Le 20 juin, le ministre de la Transition écologique et solidaire Nicolas Hulot a déclaré son intention de graver la « protection de l’environnement » dans le marbre de l’article 1 de la Constitution, donnant à un principe extrêmement large une portée maximale. En esquissant les contours de la réforme institutionnelle voulue par le Gouvernement en avril dernier, le Premier ministre avait déjà annoncé inscrire l’impératif de lutte contre le changement climatique à l’article 34 qui définit le domaine de la loi, tout en laissant entendre un renforcement de la place du Conseil économique, social et environnemental (CESE) dans le processus législatif.

Le risque ? Faire de la défense de l’environnement un principe de précaution bis.

L’intention est louable, elle était la même en 2005 au moment de l’inscription du principe de précaution dans la Constitution. Mais en fonction du champ d’application et de l’article dans lequel ce nouveau principe sera inséré, les conséquences négatives seront vastes pour l’économie et la recherche scientifique dans notre pays. Initialement, le principe de précaution visait à protéger les populations. Il devait rimer avec prudence et évaluation. Résultat : ce principe désormais bien ancré dans nos mentalités est devenu synonyme d’inaction. Il fait l’objet d’une interprétation radicale qui freine toute innovation scientifique et technologique. Les exemples ne manquent pas. Que ce soit dans l’énergie, la high tech, l’agroalimentaire, la santé, chaque innovation, aussi incrémentale soit-elle, est souvent décriée au nom du principe de précaution. À côté de combien de réalisations scientifiques importantes sommes-nous passés à cause de ce principe ?

Tout impératif de lutte contre le réchauffement climatique ou de « protection de l’environnement » à l’article 1 de la Constitution risquerait de connaître le même sort, entrainant une complexité et un formalisme accrus dans le pays déjà le plus normé au monde dans ce domaine.

Rares seraient les lois votées sans une contestation systématique devant le Conseil constitutionnel. Avec une telle disposition, les permis d’explorer déjà délivrés auraient été invalidés par la récente loi qui met fin à la recherche et l’exploitation d’hydrocarbures en métropole.
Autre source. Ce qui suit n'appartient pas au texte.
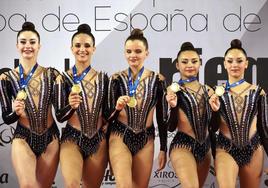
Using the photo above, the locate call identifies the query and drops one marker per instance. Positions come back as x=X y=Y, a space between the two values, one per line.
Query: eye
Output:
x=138 y=51
x=87 y=45
x=23 y=42
x=32 y=42
x=77 y=45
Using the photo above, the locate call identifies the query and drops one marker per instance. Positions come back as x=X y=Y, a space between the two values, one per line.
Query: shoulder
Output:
x=4 y=73
x=209 y=89
x=116 y=75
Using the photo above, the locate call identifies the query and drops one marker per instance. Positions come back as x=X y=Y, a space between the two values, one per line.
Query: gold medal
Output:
x=76 y=88
x=132 y=102
x=175 y=87
x=219 y=91
x=21 y=95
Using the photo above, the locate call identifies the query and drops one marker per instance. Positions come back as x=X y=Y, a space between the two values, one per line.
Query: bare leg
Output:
x=24 y=158
x=94 y=167
x=47 y=164
x=185 y=167
x=225 y=163
x=142 y=165
x=250 y=175
x=203 y=169
x=121 y=161
x=71 y=162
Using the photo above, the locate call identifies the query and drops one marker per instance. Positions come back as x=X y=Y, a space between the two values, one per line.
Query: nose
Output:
x=28 y=44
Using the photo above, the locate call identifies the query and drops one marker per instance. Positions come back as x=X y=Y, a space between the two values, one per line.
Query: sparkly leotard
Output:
x=197 y=109
x=241 y=147
x=90 y=135
x=40 y=134
x=150 y=92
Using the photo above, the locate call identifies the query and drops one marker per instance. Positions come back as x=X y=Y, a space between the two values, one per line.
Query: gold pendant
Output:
x=76 y=88
x=219 y=91
x=175 y=87
x=132 y=102
x=21 y=95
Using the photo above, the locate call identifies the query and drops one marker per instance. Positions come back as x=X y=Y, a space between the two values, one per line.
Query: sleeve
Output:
x=63 y=110
x=105 y=105
x=113 y=95
x=212 y=129
x=262 y=121
x=172 y=117
x=6 y=94
x=161 y=114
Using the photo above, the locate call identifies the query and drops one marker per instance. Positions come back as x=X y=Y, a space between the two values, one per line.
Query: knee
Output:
x=72 y=184
x=125 y=184
x=28 y=184
x=225 y=184
x=190 y=184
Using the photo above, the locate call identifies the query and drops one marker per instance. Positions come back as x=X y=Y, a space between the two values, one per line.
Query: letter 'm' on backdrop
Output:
x=209 y=25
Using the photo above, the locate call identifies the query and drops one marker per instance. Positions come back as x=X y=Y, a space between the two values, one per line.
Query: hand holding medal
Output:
x=174 y=87
x=76 y=88
x=74 y=97
x=21 y=95
x=171 y=96
x=132 y=87
x=219 y=90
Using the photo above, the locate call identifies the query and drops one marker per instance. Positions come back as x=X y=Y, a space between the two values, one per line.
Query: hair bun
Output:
x=187 y=46
x=28 y=26
x=137 y=32
x=84 y=28
x=236 y=43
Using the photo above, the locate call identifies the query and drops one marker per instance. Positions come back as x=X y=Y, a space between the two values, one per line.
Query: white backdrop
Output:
x=210 y=25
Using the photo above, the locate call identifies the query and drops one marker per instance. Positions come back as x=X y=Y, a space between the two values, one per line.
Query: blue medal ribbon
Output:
x=78 y=79
x=133 y=85
x=229 y=86
x=182 y=82
x=24 y=82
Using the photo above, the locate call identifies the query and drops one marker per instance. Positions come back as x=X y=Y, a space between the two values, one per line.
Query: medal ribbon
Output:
x=229 y=86
x=133 y=85
x=182 y=82
x=24 y=82
x=78 y=79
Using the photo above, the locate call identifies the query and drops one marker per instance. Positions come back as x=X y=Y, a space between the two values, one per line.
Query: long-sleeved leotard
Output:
x=198 y=112
x=40 y=133
x=93 y=106
x=150 y=93
x=239 y=113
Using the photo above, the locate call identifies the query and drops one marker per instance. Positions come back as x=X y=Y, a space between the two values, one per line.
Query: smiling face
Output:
x=188 y=63
x=135 y=53
x=28 y=45
x=235 y=63
x=82 y=48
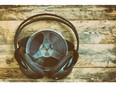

D’autres textes comme l’accord commercial entre l’Europe et le Canada (CETA) ou la réforme de la PAC auraient été tout autant pu être tenus en échec, en raison de leurs impacts potentiellement « climaticides ».

Les choix politiques ne visent pas à trancher entre deux solutions, l’une blanche, l’autre noire. Bien souvent ils visent à déterminer laquelle des deux solutions est la meilleure, ou la moins néfaste. En érigeant la « protection de l’environnement » ou la « lutte contre le réchauffement climatique » comme un principe constitutionnel, comment ne pas renoncer à tout projet de construction nouvelle indispensable pour revitaliser des bassins d’emplois délaissés ? Comment poursuivre la construction de lignes de trains dans les territoires ruraux déjà coupés du reste de la France ?

Annoncée devant le Congrès en juillet 2017, l’autre intention du gouvernement de transformer le CESE en « Chambre de la Société Civile », suscite la même crainte de la part des experts de Oui à l’innovation !. Si la réforme était ainsi votée, tous les projets de loi économiques, sociaux et environnementaux feraient l’objet d’un avis préalable à la transmission du texte par le Conseil des ministres au Parlement pour dénoncer toute atteinte effective ou supposée à travers le seul prisme d’une « protection de l’environnement » ou « lutte contre le réchauffement climatique » aux contours flous. Lors d’un entretien à La Gazette des Communes en novembre dernier, le vice-président de la Fondation Nicolas Hulot, M. Dominique Bourg a évoqué sa volonté de « saisir la balle au bond » en en faisant une « Assemblée citoyenne du futur », « chaînon manquant entre le savoir scientifique et l’action politique » qui risquerait bien au contraire de disqualifier l’expertise scientifique au profit d’opinions « citoyennes ».

Si la lutte contre le réchauffement climatique ou la protection de l’environnement subissent, comme le principe de précaution, une interprétation radicale, l’économie et la croissance française en pâtiront. Il en ira de même pour la recherche sereine de solutions de substitution.